Btw the way M.T you are the very last person on here who should be lecturing folk about ‘answering questions’.
“Eh I thought I did answer it?”
Nope. We’re still waiting for an answer. Who gave PIRA the right to.murder and terrorise?
“You sound like a gough barracks torturer. Maybe they applied for the ‘right’ through some BBC survey? Or perhaps they realised that the only way to force the violent and murderous occupier out of their country was by logically using violence? It isn’t rocket science, no pun intended.”
That appears to be an admission that they didn’t have a right to kill.
“Btw the way M.T you are the very last person on here who should be lecturing folk about ‘answering questions’.:
Yes I know.. evil Brits blah blah blah.
So who did you say gave the PIRA the right to kill their own fellow Irishmen?
Blah blah blah and all that but for the record seeing as you know the Brits were evil and all that could you tell me how the Irish people would’ve managed to get them to leave Ireland without violence? Pray? Wish? Vote? Survey? Maybe if you can tell me where one applies for this ‘right’ then you would’ve answered your own question?
If people take it upon themselves to practice violence, be it permission from a Royal,Pope or whatever, then don’t be surprised if others will take the hint and take it upon themselves to use violence as well. We live in a real violent world not fantasy land. You have to create the conditions for revolution; it doesn’t just happen. I think Irish republicans tried to create those conditions and although they were not entirely successful we should all nonetheless be grateful for their efforts. Lord knows without them we would all be running around like right little englanders.
It seems you’re accepting that the PIRA had no right to use violence. Citing other cases of people using violence (when they variously may or may not have had a right to do so) isn’t much of a coherent case.
Yes they may have hoped to create a revolution but they failed abjectly.
In doing so they killed many of their fellow countrymen,Protestant Catholic and dissenter.
Even though they operated from their own territory and could choose their targets at will they still did not choose to engage only the British,or straategic targets that would avoid civilian casualties.
In short, no-one gave them the right you speak of,they decided themselves that they had that right even though they never had the support of the people.
Did the violence get the British to leave Ireland?
‘It seems you’re accepting that the PIRA had no right to use violence.
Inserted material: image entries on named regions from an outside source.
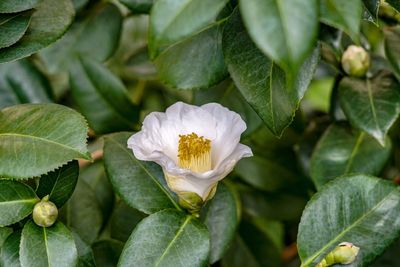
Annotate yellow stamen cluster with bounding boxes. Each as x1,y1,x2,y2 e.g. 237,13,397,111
178,133,211,173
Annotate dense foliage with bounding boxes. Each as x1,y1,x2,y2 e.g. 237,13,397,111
0,0,400,267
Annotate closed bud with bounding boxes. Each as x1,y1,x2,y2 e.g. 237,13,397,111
33,196,58,227
342,45,370,77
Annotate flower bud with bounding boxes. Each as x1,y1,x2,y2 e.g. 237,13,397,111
33,196,58,227
342,45,370,77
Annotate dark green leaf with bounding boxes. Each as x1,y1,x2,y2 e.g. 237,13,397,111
104,133,180,214
40,4,122,73
93,240,124,267
384,26,400,80
0,104,90,179
310,124,392,189
0,230,21,267
239,0,318,74
0,0,42,13
0,0,75,62
297,175,400,267
120,0,154,14
36,161,79,208
155,23,227,89
0,12,32,49
320,0,362,41
110,201,146,242
149,0,228,58
201,183,239,264
339,72,400,145
70,58,139,133
0,180,39,227
118,210,210,267
0,59,53,109
61,179,103,244
223,8,319,136
19,221,78,267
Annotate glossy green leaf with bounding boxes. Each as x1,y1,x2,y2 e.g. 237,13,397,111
339,72,400,145
223,8,319,136
70,58,139,133
297,175,400,267
320,0,362,41
60,179,103,244
0,0,42,13
0,180,39,227
104,133,180,214
36,160,79,208
120,0,154,14
149,0,228,58
239,0,318,74
0,230,21,267
201,183,239,264
40,4,122,73
118,210,210,267
384,26,400,80
0,104,90,179
19,221,78,267
155,23,227,89
0,0,75,63
310,124,392,189
0,12,32,49
0,59,53,109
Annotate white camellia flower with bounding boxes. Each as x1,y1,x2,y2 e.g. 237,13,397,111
128,102,253,211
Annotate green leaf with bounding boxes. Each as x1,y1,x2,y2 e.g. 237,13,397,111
60,179,103,244
40,4,122,73
384,26,400,80
36,160,79,208
0,104,90,179
0,230,21,267
149,0,228,58
0,0,42,13
70,58,139,133
19,221,78,267
297,175,400,267
223,10,319,136
0,180,39,227
154,23,227,90
0,0,75,63
118,210,210,267
239,0,318,74
120,0,153,13
0,12,32,49
104,133,180,214
320,0,363,42
339,72,400,145
310,123,392,189
201,183,239,264
0,59,53,109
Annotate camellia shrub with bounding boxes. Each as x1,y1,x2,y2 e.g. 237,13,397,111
0,0,400,267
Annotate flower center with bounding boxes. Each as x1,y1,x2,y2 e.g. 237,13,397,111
178,133,211,173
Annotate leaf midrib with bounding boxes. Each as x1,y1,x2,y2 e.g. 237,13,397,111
300,188,398,267
0,133,88,159
154,216,192,267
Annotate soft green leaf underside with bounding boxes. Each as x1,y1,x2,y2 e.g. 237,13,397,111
0,180,39,227
310,124,392,189
297,175,400,267
104,133,180,214
118,210,210,267
0,104,90,179
19,221,78,267
0,0,75,63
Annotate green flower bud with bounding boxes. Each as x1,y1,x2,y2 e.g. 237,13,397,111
33,196,58,227
342,45,370,77
316,242,360,267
Citing other cases of people using violence (when they variously may or may not have had a right to do so) isn’t much of a coherent case.’
Because it is devoid of reasoning.
‘In short, no-one gave them the right you speak of,they decided themselves that they had that right even though they never had the support of the people.’
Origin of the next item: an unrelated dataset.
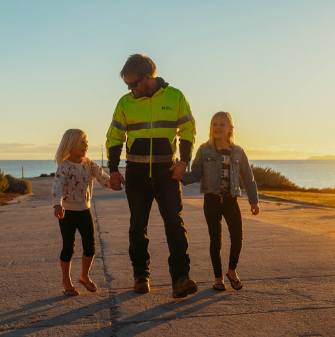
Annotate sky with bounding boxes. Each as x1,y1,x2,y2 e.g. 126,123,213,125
0,0,335,160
In short, will you answer the question-where does one obtain this ‘right’ you speak of? I would really love to know.
“In short, will you answer the question-where does one obtain this ‘right’ you speak of? I would really love to know.”
In the first place, from the people. Secondly, from legal and ethical norms.
Come on now. It was your good self that claimed the IRA had the right to use violence.
I am just trying to find out how they acquired that right.
As you well know it is relevant when we still have armed groups today giving themselves the same right.
But it looks like you are not going to answer and I can’t blame you.
We both know they never had such a right.
Come on now Gio, I have answered already and you havnt but that’s the norm for you.
‘We both know they never had such a right.’
Who gave you the right to speak for me?
The same place that the Britishers acquired the right to declare war on Germany twice!